C. Identical or Confusingly Similar
The Domain Names each incorporate the Complainant’s SISEL trade mark in full, combined with a dictionary word (“fit” in the case of the First Domain Name and “live” in the case of the Second Domain Name) and the “.com” generic Top-Level Domain (“gTLD”) identifier. The additional dictionary words do not in the view of the Panel detract from the prominence and distinctiveness of the trade mark. Moreover, it is well–recognised that under this element of the Policy it is permissible for panels to ignore the gTLD where, as here, its purpose is purely technical.
The Panel finds that the Domain Names are confusingly similar to the Complainant’s SISEL trade mark.

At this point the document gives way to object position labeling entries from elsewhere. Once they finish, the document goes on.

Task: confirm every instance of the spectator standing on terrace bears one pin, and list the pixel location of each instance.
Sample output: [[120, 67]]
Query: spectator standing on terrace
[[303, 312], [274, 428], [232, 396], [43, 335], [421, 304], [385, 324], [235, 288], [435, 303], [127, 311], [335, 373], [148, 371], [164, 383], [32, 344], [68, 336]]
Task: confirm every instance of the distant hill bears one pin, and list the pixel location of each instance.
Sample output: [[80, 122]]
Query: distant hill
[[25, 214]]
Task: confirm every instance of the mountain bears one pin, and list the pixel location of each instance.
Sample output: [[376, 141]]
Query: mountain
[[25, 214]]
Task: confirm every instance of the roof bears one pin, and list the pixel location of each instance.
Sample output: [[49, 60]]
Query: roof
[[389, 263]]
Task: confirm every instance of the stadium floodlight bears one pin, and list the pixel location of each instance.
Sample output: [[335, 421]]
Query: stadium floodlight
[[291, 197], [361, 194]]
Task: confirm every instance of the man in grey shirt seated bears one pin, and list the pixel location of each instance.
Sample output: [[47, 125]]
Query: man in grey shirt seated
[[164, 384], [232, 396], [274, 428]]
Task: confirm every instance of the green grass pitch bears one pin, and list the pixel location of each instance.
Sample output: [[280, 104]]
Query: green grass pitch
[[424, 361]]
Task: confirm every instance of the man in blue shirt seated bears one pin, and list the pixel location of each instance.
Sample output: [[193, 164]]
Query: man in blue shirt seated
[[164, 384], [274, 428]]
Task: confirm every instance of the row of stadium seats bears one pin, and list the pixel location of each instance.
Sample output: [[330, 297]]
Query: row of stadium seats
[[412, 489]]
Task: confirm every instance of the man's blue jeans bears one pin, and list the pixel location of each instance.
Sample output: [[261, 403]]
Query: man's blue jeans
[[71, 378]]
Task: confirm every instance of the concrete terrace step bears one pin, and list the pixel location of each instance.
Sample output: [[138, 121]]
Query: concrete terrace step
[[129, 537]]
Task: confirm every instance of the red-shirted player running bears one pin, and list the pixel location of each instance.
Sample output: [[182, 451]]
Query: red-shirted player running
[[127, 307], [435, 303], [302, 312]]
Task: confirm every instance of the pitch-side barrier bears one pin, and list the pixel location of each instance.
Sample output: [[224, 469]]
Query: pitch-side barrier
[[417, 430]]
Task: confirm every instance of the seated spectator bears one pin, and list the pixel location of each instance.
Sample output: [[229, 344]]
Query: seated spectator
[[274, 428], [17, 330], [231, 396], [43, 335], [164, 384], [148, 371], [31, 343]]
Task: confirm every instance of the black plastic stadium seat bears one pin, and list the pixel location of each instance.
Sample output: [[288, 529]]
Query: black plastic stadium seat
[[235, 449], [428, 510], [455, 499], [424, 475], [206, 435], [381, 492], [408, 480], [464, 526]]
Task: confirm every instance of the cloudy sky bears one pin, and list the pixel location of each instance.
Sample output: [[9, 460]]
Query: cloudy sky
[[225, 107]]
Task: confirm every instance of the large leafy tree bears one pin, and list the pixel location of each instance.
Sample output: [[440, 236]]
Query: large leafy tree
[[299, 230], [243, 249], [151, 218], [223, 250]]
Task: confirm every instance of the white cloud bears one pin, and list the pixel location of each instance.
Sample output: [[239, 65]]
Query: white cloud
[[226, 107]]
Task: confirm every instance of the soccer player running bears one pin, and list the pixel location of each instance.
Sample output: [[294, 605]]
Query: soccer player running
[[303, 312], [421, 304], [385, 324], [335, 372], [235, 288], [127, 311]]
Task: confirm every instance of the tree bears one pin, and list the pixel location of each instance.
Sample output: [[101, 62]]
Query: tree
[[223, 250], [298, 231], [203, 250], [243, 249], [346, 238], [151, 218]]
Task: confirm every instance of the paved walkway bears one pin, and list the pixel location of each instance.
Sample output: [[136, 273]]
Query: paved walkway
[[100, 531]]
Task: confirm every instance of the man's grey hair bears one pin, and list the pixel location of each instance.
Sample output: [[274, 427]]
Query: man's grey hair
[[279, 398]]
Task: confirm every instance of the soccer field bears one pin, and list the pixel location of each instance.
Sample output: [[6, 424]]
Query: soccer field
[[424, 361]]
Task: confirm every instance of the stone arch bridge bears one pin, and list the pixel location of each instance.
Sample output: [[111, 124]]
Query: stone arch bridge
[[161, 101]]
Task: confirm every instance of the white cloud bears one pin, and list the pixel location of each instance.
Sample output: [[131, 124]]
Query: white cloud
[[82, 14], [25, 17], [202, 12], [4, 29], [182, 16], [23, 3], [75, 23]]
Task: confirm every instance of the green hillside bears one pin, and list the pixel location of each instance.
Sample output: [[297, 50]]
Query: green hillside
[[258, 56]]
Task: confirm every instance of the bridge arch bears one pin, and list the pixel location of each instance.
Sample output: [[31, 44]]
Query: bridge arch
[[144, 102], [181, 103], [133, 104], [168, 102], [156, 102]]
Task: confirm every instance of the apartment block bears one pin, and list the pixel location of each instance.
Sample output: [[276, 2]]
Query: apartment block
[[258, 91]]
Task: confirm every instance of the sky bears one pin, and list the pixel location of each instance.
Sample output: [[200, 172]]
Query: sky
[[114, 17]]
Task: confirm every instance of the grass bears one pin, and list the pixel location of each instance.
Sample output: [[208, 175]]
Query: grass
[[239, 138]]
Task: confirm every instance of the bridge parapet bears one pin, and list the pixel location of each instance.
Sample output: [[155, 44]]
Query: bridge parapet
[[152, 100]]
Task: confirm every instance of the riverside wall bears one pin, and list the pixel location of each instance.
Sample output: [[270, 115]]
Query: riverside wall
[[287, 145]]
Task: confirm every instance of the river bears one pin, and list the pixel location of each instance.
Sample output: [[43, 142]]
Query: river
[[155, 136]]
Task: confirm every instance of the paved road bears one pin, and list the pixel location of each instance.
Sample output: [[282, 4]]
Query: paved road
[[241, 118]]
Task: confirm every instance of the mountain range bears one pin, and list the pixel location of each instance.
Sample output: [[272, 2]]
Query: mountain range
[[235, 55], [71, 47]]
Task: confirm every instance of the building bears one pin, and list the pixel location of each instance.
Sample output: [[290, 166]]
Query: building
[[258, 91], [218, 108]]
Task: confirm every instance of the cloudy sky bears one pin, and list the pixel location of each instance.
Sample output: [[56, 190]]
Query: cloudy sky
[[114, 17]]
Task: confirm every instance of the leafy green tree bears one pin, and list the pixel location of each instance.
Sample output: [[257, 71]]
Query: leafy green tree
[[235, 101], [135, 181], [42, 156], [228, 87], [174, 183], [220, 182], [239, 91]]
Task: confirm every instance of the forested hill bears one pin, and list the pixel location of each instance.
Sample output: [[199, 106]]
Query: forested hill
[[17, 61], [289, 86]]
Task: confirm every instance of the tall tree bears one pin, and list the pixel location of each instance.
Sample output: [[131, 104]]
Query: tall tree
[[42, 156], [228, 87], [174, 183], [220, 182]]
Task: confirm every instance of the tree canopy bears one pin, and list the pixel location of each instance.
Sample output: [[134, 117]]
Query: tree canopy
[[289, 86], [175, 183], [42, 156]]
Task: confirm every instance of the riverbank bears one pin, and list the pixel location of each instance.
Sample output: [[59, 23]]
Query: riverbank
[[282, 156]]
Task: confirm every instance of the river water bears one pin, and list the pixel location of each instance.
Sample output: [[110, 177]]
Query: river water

D. Rights or Legitimate Interests
The First Domain Name was registered at or around the time he was applying to the Complainant’s licensee for a distributorship agreement. The Panel finds that at that time he knew that the rights to the trade mark (one of the Complainant’s registrations is an Australian registration covering the Respondent’s home territory) lay with the Complainant or the Complainant’s licensee. Clearly he would not have been given any permission to register the First Domain Name (had he asked). Paragraph 4.2.3 of the distributorship agreement (quoted in section 4 above) makes clear the Complainant’s opposition to any use of its SISEL trade mark for domain names registered by third parties.
The Second Domain Name was registered after his distributorship had commenced and in flagrant breach of the said paragraph 4.2.3.
Under the circumstances the Panel cannot conceive of any basis upon which the Respondent might be said to have rights or legitimate interests in respect of the Domain Names.
The Panel finds that the Respondent has no rights or legitimate interests in respect of the Domain Names.
E. Registered and Used in Bad Faith
The registration of the Second Domain Name made while the Respondent was subject to the distribution agreement and in breach of that agreement leads the Panel to conclude on the balance of probabilities that the Respondent’s motives in registering the Domain Names were in bad faith, probably with a view to establishing a negotiating counter in any discussions with the Complainant, and with the understanding that such registrations were not authorized.
In the event that is precisely how the Respondent has used the Domain Names, namely in an attempt to pressurize the Complainant into granting a five year “reinstatement” of the distributorship agreement and to extort a sum of USD 5,000 from the Complainant in return for transfer of the Domain Names. These are not the actions of a respondent acting in good faith.
The Panel finds that the Domain Names have been registered and are being used in bad faith.
For the foregoing reasons, in accordance with paragraphs 4(i) of the Policy and 15 of the Rules, the Panel orders that the Domain Names, <siselfit.com> and <sisellive.com>, be transferred to the Complainant.